Reliablity is an important factor for dividend stocks, particularly for income investors who want a strong track record of payment and a positive outlook for future payout. In the case of PACW it has increased its DPS from $1.28 to $2.4 in the past 10 years. During this period it has not missed a payment, as one would expect for a company increasing its dividend. This is an impressive feat, which makes PACW a true dividend rockstar.

The company currently pays out 62% of its earnings as a dividend, according to its trailing twelve-month data, which means that the dividend is covered by earnings. In the near future, analysts are predicting a payout ratio of 63% which, assuming the share price stays the same, leads to a dividend yield of around 6.0%. Furthermore, EPS should increase to $3.76.

When considering the sustainability of dividends, it is also worth checking the cash flow of a company.

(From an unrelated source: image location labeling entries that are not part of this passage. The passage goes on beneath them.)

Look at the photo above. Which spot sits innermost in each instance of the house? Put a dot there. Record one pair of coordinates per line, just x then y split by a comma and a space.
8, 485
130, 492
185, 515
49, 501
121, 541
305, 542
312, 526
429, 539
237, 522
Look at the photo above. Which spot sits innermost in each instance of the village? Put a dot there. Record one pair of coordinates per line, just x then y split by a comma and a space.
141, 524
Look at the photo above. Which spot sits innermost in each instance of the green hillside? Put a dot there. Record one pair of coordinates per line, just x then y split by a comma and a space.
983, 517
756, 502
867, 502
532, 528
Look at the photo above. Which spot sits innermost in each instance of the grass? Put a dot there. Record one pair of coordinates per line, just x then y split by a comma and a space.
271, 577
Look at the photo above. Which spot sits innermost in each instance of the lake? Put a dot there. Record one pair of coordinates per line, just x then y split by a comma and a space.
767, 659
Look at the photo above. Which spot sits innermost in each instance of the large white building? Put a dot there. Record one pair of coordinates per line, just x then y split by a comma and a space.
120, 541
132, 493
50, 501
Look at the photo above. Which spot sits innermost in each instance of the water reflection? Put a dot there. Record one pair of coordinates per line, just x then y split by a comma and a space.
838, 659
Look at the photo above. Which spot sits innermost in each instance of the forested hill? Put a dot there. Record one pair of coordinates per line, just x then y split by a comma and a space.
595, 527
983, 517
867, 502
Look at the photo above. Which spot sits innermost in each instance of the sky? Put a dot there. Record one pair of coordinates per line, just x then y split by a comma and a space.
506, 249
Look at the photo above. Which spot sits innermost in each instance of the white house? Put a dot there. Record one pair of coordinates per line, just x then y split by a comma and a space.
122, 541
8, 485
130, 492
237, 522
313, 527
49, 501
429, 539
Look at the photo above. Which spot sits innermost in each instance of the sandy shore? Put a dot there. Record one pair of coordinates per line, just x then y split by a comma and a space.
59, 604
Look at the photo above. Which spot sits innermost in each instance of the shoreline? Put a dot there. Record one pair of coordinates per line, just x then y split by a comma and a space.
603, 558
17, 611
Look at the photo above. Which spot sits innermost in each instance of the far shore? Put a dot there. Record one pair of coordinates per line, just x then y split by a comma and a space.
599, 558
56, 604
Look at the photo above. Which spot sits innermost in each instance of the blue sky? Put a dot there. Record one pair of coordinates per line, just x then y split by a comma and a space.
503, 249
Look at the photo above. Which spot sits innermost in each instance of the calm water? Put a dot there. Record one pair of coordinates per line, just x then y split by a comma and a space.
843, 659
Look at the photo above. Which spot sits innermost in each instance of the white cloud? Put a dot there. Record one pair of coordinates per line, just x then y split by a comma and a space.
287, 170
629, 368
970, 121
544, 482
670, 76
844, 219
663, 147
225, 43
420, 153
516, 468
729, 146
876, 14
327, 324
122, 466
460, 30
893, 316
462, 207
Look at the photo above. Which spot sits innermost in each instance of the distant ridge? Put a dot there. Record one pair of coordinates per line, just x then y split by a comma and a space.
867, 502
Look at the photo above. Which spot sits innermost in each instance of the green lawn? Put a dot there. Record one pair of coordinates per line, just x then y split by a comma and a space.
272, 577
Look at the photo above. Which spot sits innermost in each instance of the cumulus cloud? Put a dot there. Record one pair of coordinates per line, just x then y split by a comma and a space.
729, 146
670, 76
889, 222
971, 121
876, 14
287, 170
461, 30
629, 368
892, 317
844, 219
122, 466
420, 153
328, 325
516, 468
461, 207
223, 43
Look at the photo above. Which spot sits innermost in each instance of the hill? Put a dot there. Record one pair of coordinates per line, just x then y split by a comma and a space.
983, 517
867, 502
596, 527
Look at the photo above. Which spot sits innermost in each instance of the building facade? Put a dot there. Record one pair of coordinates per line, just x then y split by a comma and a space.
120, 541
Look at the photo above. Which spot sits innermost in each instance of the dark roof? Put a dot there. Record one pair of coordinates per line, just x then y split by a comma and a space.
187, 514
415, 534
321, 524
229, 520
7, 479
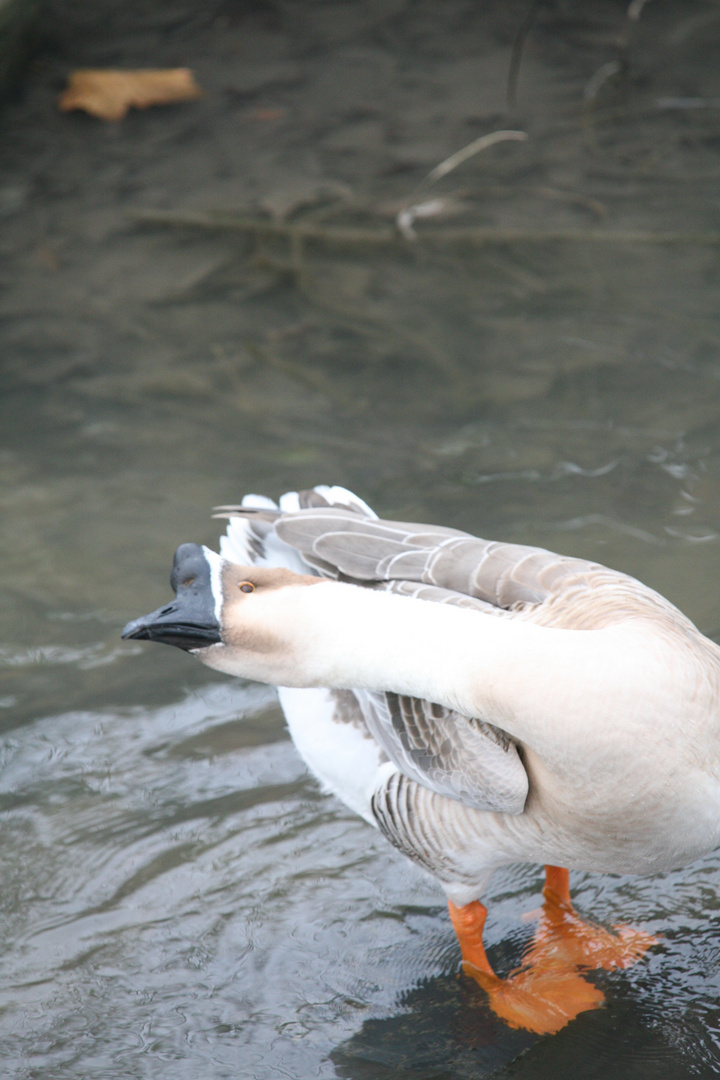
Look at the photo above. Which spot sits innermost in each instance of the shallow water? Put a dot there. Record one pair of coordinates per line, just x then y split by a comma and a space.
178, 898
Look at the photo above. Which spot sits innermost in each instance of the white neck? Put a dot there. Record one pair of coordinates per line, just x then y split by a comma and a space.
504, 671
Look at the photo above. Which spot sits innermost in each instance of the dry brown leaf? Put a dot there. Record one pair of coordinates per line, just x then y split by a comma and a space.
110, 94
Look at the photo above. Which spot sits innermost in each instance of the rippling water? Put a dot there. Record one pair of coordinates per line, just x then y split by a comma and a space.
178, 898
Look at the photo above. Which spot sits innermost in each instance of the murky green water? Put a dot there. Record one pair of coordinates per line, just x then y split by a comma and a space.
177, 896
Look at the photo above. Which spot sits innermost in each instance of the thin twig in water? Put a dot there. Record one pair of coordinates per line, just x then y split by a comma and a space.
433, 207
469, 151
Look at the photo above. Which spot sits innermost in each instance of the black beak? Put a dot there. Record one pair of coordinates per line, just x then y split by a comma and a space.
190, 621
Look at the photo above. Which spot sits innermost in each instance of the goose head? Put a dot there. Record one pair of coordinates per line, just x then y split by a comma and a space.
243, 620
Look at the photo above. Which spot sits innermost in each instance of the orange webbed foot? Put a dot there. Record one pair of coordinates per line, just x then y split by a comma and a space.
564, 937
542, 998
538, 999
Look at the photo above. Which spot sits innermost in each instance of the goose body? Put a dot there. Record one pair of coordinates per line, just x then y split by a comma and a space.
480, 703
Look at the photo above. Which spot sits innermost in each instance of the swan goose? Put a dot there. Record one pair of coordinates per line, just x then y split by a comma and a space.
480, 703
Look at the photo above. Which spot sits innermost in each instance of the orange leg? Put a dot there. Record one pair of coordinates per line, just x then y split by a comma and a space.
564, 937
541, 999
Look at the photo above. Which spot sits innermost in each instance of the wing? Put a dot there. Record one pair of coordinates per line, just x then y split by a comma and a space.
505, 578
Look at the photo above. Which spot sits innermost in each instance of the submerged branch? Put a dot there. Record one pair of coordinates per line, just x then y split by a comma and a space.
389, 237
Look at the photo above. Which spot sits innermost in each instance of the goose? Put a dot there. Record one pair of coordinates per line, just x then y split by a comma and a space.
479, 703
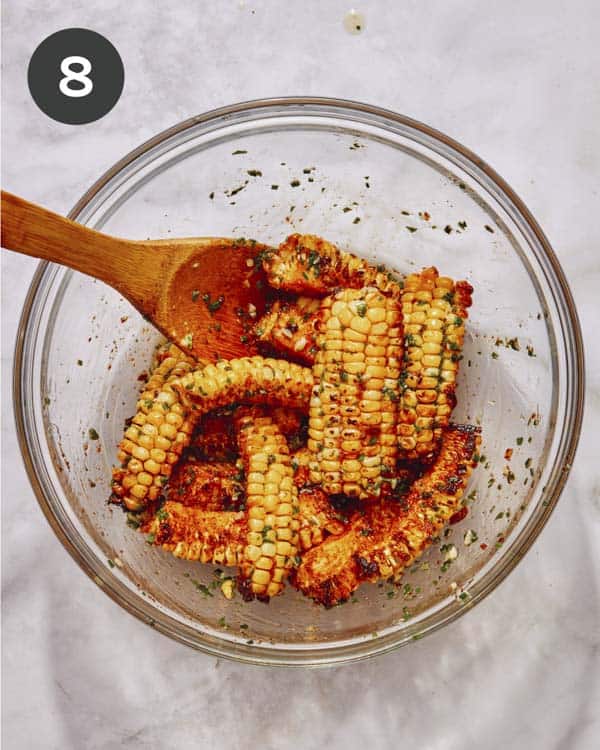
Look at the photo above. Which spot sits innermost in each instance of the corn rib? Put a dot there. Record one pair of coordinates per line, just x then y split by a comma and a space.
290, 329
206, 536
272, 501
385, 538
353, 407
253, 380
434, 310
159, 431
308, 265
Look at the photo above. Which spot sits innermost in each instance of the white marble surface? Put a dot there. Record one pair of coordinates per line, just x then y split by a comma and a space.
518, 83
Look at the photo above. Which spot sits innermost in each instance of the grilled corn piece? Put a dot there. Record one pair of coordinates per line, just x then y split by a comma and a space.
253, 380
207, 485
159, 431
207, 536
289, 328
353, 408
434, 309
220, 536
214, 438
316, 518
308, 265
386, 537
272, 502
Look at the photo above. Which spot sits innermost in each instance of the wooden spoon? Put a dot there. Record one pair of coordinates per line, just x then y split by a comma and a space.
203, 293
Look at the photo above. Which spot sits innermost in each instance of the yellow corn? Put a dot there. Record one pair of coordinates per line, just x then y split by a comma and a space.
198, 534
434, 309
353, 408
290, 329
159, 431
220, 536
307, 264
253, 380
381, 541
272, 501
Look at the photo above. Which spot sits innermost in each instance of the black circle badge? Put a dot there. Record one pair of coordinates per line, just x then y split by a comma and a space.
75, 76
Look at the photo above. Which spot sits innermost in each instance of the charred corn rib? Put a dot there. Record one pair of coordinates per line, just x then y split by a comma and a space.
217, 537
434, 309
387, 537
306, 264
272, 502
220, 536
159, 431
254, 380
316, 518
353, 408
214, 437
290, 329
207, 485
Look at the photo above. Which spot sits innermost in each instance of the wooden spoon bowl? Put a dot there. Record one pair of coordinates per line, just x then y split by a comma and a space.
203, 293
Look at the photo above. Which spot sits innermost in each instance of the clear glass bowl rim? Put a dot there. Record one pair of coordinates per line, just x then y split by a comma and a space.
27, 334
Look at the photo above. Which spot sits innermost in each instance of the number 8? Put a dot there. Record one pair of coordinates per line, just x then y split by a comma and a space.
71, 75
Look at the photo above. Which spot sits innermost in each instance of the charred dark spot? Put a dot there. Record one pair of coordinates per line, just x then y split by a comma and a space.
245, 588
366, 567
452, 485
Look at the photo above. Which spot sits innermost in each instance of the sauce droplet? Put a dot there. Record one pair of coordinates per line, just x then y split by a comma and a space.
354, 22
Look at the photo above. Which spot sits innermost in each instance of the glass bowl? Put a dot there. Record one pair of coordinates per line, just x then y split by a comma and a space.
373, 182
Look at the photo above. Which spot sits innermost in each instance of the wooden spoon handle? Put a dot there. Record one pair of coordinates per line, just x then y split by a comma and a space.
33, 230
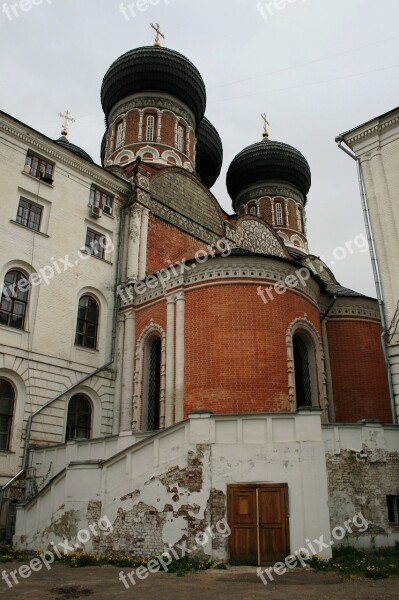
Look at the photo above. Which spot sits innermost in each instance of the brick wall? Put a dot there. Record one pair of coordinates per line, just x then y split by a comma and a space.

Cash flow is important because companies with strong cash flow can usually sustain higher payout ratios.

Next Steps:

PacWest Bancorp ticks all the boxes for what I look for in a dividend stock. If you are looking to build an income focused portfolio, this could be one to include. However, given this is purely a dividend analysis, you should always research extensively before deciding whether or not a stock is an appropriate investment for you. I always recommend analysing the company’s fundamentals and underlying business before making an investment decision. Below, I’ve compiled three pertinent factors you should further examine:

  1. Future Outlook: What are well-informed industry analysts predicting for PACW’s future growth? Take a look at our free research report of analyst consensus for PACW’s outlook.
  2. Valuation: What is PACW worth today? Even if the stock is a cash cow, it’s not worth an infinite price. The intrinsic value infographic in our free research report helps visualize whether PACW is currently mispriced by the market.
  3. Other Dividend Rockstars: Are there strong dividend payers with better fundamentals out there? Check out our free list of these great stocks here.

To help readers see past the short term volatility of the financial market, we aim to bring you a long-term focused research analysis purely driven by fundamental data. Note that our analysis does not factor in the latest price-sensitive company announcements.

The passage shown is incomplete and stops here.